La justice n’est pas un instrument de mort

L’exécution de Troy Davis cette nuit est une barbarie.

Je ne sais pas s’il était coupable ou finalement innocent, je ne sais pas s’il était un homme aimé de sa famille et de ses proches, je ne sais pas grand chose de lui si ce n’est qu’il a été exécuté au nom de la logique implacable d’un système judiciaire qui n’arrive pas à prendre en compte ni les contradictions de la société américaine, ni l’élévation morale que représente le dépassement du sentiment de vengeance au profit d’un idéal collectif.

Je ne jetterai pas la pierre à tout un peuple pour ne pas encore avoir réussi à progresser significativement vers cet idéal, nous même avons pris notre temps, malgré notre héritage philosophique et révolutionnaire, au point d’avoir attendu 1981 que Robert Badinder monte à la tribune de l’assemblée nationale pour faire passer cet idéal dans la loi, et encore ce fut difficile tant la plus grande réforme du XXème siècle portée par la gauche fut contestée ! Mais cette nuit la barbarie organisée a couvert d’une tache de sang supplémentaire la marche vers le progrès, vers un futur meilleur de la société américaine, et au-delà de l’humanité.

Jaurès naguère écrivait que « La peine de mort est contraire à ce que l’humanité depuis deux mille ans a pensé de plus haut et rêve de plus noble. Elle est contraire à la fois à l’esprit du christianisme et à l’esprit de la Révolution« . Pour Troy Davis, la peine de mort a dénié tout espoir de justice à travers l’application aveugle de lois qui couvrent en fait une volonté plus ou moins collective de vengeance, lorsque ce ne sont pas de bas instincts.

Bien sûr que certains crimes sont horribles. Bien sûr que certains criminels sont inexcusables et irrécupérables. Bien sûr qu’à titre individuel nous ne pouvons pas affirmer que nous ne tuerions pas nous aussi l’auteur d’une abomination qui viendrait à nous frapper. Mais la Justice n’est pas l’œuvre d’un individu, elle ne sert pas la réparation du préjudice d’un seul ni même de quelques uns.

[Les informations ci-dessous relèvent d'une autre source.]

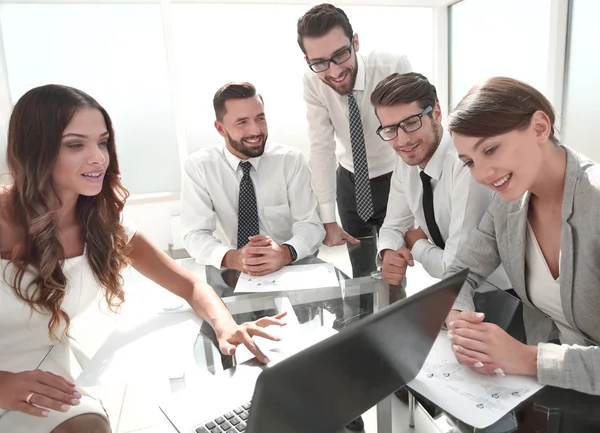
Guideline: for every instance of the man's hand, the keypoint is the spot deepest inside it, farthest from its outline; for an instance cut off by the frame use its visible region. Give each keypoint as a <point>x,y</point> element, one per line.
<point>264,259</point>
<point>335,235</point>
<point>233,258</point>
<point>394,264</point>
<point>413,235</point>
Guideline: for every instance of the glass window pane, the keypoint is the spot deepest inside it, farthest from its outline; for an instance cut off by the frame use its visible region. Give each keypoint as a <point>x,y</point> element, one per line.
<point>211,51</point>
<point>498,37</point>
<point>116,54</point>
<point>581,109</point>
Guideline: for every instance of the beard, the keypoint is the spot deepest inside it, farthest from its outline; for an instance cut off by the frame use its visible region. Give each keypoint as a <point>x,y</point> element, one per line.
<point>249,151</point>
<point>346,88</point>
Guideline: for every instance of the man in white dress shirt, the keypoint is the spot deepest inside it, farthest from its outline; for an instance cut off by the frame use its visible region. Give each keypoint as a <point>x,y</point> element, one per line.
<point>430,185</point>
<point>248,205</point>
<point>337,89</point>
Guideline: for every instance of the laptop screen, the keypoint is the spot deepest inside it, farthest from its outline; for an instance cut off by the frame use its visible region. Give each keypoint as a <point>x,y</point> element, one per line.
<point>325,386</point>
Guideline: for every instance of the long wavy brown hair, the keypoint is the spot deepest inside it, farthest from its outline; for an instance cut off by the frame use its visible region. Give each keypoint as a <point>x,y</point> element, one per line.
<point>35,132</point>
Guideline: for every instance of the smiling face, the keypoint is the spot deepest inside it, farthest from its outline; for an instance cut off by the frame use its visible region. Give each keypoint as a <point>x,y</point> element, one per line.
<point>509,163</point>
<point>244,127</point>
<point>341,78</point>
<point>83,156</point>
<point>417,147</point>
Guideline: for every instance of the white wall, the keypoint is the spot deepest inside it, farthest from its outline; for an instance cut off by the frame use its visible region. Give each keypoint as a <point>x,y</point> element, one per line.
<point>582,110</point>
<point>5,103</point>
<point>114,52</point>
<point>499,37</point>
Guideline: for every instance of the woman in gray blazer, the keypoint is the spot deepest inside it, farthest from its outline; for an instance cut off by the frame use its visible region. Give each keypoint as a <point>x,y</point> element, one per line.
<point>542,225</point>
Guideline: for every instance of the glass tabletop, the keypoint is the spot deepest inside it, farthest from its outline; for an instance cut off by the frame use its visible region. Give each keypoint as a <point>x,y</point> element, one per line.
<point>551,409</point>
<point>331,308</point>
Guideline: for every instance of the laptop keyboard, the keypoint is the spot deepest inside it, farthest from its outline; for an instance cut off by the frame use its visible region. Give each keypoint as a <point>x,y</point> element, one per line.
<point>230,422</point>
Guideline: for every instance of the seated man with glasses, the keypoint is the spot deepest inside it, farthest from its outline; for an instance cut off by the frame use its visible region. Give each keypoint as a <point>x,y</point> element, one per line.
<point>336,91</point>
<point>430,186</point>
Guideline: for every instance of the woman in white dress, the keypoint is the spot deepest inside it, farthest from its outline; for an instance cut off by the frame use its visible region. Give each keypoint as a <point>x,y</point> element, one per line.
<point>62,243</point>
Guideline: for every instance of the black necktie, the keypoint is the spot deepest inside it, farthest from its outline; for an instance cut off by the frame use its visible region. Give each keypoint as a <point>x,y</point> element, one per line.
<point>247,209</point>
<point>434,230</point>
<point>362,185</point>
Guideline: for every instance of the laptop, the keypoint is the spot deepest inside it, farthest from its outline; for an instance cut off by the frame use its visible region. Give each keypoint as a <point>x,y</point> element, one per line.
<point>325,386</point>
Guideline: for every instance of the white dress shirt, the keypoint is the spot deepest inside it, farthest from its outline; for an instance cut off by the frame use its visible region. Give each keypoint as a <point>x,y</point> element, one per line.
<point>328,122</point>
<point>287,208</point>
<point>458,203</point>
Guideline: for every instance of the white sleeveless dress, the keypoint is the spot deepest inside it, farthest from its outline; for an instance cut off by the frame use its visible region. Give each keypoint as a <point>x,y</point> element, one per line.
<point>26,345</point>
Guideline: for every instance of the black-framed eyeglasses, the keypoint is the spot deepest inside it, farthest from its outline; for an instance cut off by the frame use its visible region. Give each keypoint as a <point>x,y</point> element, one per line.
<point>410,124</point>
<point>339,58</point>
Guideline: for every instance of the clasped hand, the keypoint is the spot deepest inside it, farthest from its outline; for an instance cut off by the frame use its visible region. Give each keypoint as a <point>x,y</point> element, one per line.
<point>262,255</point>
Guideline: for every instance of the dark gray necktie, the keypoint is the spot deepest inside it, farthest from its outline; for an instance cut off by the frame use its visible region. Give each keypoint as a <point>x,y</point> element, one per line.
<point>362,186</point>
<point>434,230</point>
<point>247,209</point>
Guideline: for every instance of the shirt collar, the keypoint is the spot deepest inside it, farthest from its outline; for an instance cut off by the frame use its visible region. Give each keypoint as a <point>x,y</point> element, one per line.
<point>234,161</point>
<point>361,75</point>
<point>436,164</point>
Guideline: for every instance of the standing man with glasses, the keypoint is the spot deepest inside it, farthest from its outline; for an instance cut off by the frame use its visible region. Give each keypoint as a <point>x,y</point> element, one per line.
<point>431,185</point>
<point>336,91</point>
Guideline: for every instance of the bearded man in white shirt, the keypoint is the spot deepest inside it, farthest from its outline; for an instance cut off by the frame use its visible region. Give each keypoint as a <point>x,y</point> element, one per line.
<point>430,185</point>
<point>336,91</point>
<point>247,204</point>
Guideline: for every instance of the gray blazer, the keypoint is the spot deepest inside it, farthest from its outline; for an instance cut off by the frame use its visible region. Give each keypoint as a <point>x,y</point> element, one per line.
<point>501,238</point>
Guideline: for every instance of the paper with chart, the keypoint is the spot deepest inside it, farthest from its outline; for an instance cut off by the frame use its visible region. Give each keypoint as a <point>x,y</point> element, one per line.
<point>296,277</point>
<point>474,398</point>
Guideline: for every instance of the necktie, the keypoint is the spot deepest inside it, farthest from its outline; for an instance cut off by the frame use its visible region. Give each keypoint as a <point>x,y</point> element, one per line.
<point>362,187</point>
<point>434,230</point>
<point>247,209</point>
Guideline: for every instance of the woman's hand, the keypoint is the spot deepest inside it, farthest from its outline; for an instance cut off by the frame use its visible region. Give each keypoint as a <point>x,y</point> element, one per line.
<point>230,335</point>
<point>32,392</point>
<point>488,349</point>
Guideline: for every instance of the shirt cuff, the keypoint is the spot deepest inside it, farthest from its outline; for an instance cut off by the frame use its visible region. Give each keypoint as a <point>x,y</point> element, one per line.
<point>327,212</point>
<point>386,245</point>
<point>216,258</point>
<point>551,363</point>
<point>419,248</point>
<point>302,250</point>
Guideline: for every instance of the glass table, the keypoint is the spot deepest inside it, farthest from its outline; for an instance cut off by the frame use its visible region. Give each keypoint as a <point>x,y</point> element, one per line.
<point>551,409</point>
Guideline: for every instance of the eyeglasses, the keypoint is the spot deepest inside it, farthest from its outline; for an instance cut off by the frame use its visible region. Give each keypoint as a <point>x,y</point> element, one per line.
<point>339,58</point>
<point>410,124</point>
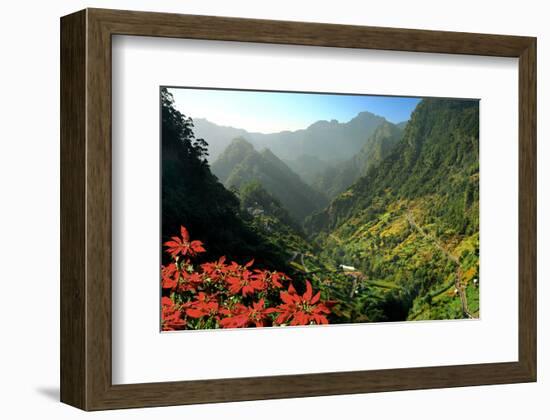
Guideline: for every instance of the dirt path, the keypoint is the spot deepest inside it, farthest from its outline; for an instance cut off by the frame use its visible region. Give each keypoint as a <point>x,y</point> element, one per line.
<point>458,271</point>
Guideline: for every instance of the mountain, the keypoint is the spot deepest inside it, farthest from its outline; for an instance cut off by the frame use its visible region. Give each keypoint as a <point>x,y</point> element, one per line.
<point>193,197</point>
<point>402,124</point>
<point>240,164</point>
<point>308,167</point>
<point>411,224</point>
<point>328,141</point>
<point>218,137</point>
<point>334,180</point>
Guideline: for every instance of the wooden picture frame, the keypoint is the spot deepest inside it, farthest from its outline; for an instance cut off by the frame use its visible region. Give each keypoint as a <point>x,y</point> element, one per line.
<point>86,362</point>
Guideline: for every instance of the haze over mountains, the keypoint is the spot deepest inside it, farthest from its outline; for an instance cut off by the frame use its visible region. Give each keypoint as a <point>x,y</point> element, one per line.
<point>240,164</point>
<point>313,169</point>
<point>328,141</point>
<point>397,202</point>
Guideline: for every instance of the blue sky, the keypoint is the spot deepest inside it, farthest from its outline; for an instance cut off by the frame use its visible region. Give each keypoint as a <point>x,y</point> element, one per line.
<point>268,112</point>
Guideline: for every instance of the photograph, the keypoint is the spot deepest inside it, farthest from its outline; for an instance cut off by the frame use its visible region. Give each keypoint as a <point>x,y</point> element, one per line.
<point>283,209</point>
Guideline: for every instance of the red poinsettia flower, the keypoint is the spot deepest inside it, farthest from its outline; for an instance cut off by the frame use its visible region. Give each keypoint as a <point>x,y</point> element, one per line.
<point>204,305</point>
<point>183,246</point>
<point>215,270</point>
<point>190,281</point>
<point>244,284</point>
<point>241,281</point>
<point>171,316</point>
<point>302,310</point>
<point>243,316</point>
<point>269,279</point>
<point>170,276</point>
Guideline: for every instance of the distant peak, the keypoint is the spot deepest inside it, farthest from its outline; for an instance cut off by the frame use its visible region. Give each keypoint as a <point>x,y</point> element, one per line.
<point>241,142</point>
<point>366,116</point>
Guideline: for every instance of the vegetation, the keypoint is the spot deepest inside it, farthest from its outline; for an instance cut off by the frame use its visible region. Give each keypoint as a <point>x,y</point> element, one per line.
<point>240,163</point>
<point>399,240</point>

Elle doit réparer autant que faire se peut, mais elle doit surtout guider les Hommes sur un chemin de progrès, et au sein d’un procès, un progrès pour le coupable, la victime et la société.

La peine de mort fait disparaître le coupable, parfois aussi un innocent, elle ne répare rien pour la victime, et transforme la société en meurtrier.